Falando do presente, como vê o papel de um pianista e compositor de jazz num mundo de streaming e absoluta mistura de géneros?
Sinto-me, antes de mais, grato por ainda poder tocar e ter público. Ver salas cheias continua a ser uma emoção enorme. O panorama mudou profundamente com o streaming e o sucesso de plataformas como Spotify ou Apple Music. Para a minha geração, que cresceu no tempo do LP e depois do CD, é um desafio compreender estas transformações. Por isso simplifico: concentro-me em continuar a tocar da melhor forma possível. Há também a tendência de colocar etiquetas nos músicos: “smooth jazz”, “jazz”, “pop jazz”. Sempre rejeitei essas classificações. Prefiro a liberdade de poder, no espaço de um só tema, passar do clássico ao funk, sem amarras. O que me entusiasma é precisamente saltar fora da caixa e criar algo imprevisível.
Vai tocar em Espinho, num auditório ligado a uma escola de música. Muitos alunos estarão presentes. Que conselho dá a jovens músicos?
Não existem respostas fáceis. Sinto até alguma frustração por não ter passado tanto tempo com estudantes como gostaria. Tenho enorme respeito pelo mundo do ensino e recordo-me bem da influência que os meus professores tiveram em mim. O conselho mais simples que posso dar é: sejam vocês mesmos. É muito tentador para um jovem querer imitar o artista que mais admira. Mas só há um Keith Jarrett, só há uma Taylor Swift. Quem tenta ser igual nunca será mais do que uma segunda versão. O verdadeiro desafio é descobrir a sua própria voz, ser a versão mais autêntica de si mesmo. Isso não é imediato. Eu próprio só percebi tarde que tinha um “som” reconhecível. Só quando outros começaram a dizer-me que me identificavam pelo toque é que percebi. Desde então, tento sempre ser natural e verdadeiro comigo próprio.
E qual é a diferença que sente entre tocar na Europa e nos Estados Unidos?

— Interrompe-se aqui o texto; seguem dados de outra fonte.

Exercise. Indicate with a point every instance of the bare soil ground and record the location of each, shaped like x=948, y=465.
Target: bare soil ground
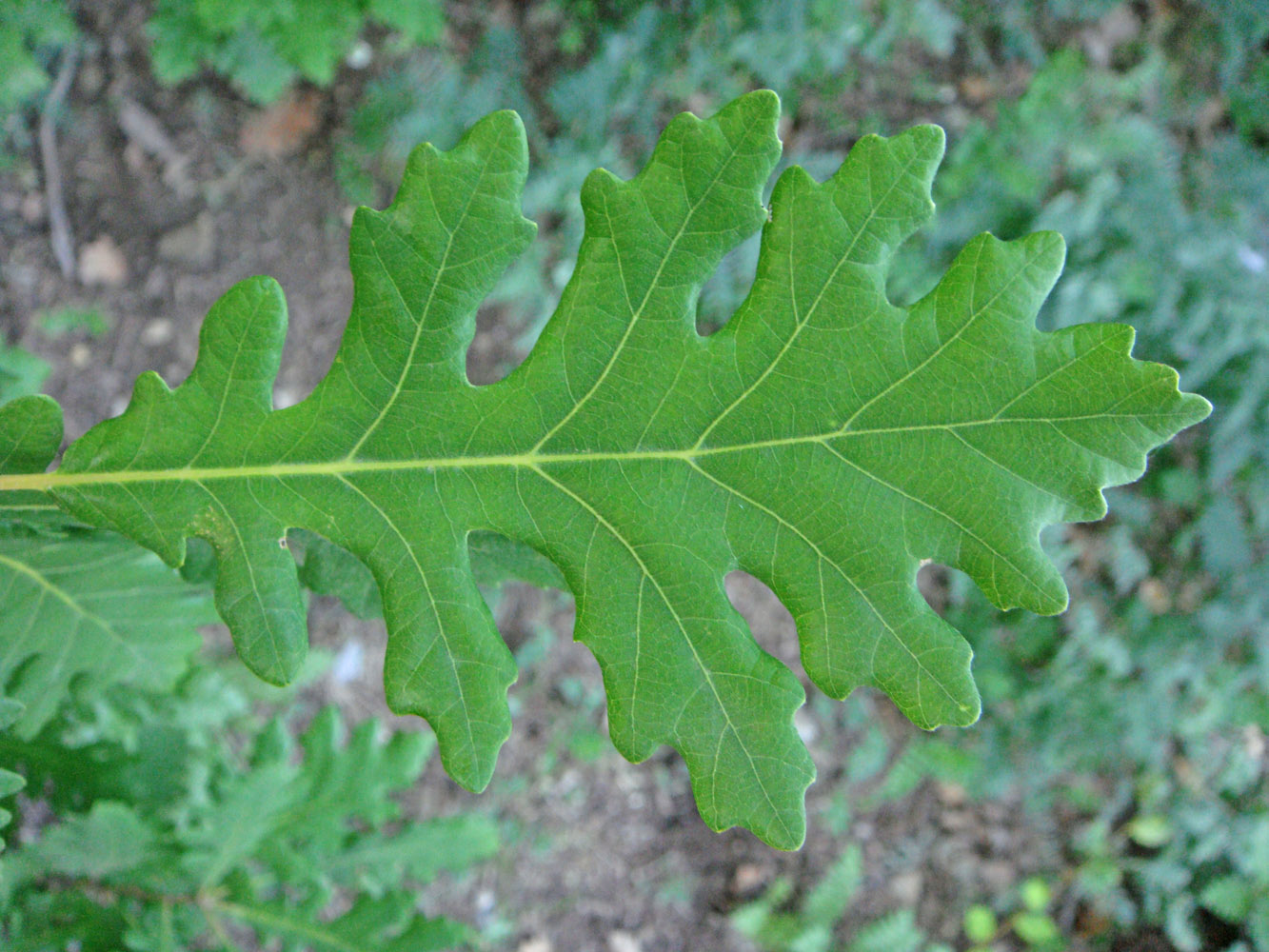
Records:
x=168, y=208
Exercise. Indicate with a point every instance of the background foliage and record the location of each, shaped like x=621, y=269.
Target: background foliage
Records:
x=1136, y=724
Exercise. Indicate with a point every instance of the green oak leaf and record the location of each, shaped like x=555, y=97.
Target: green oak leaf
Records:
x=823, y=441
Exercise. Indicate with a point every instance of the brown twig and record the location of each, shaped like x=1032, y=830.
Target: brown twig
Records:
x=58, y=227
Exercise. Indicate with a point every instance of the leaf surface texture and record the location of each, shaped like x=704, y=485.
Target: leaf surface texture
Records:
x=823, y=441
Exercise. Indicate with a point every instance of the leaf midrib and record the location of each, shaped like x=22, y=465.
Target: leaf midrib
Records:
x=526, y=460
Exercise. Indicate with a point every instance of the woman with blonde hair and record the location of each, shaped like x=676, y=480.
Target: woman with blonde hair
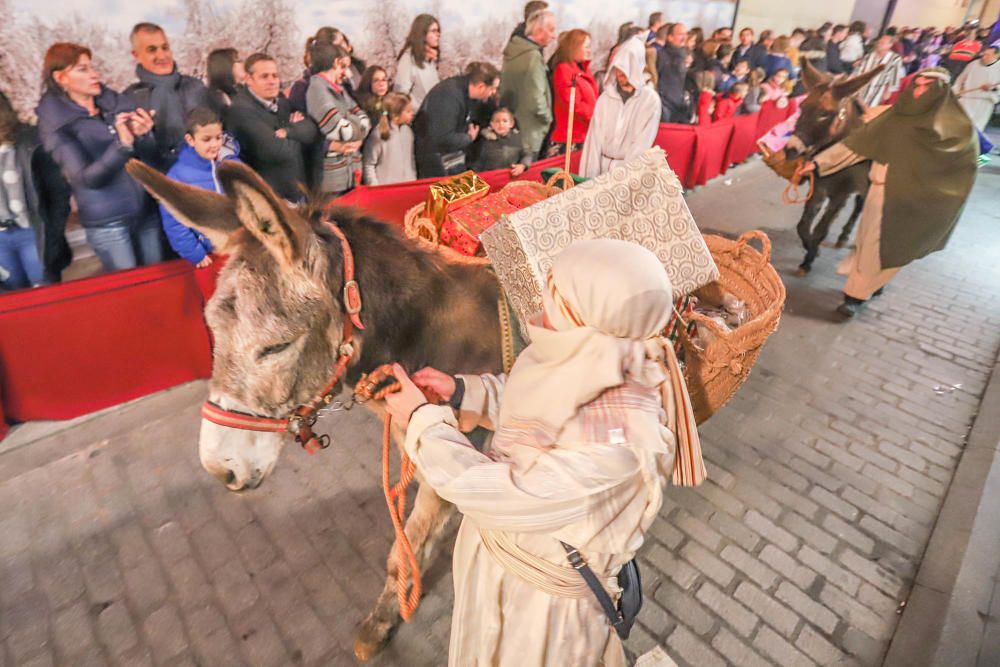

Sinto sempre diferenças subtis entre os públicos. Ontem, em Londres, percebi imediatamente um certo “carácter britânico” na forma de reagir, no aplauso, nos gestos. Cada país tem essa particularidade. Não conheço tão bem a cultura portuguesa, mas espero sentir algo único em Espinho. Adoro essas diferenças. Até o som das palmas muda de país para país. E é um privilégio poder partilhar a minha música em tantos lugares do mundo. Essa diversidade cultural é, sem dúvida, um dos grandes destaques da minha vida.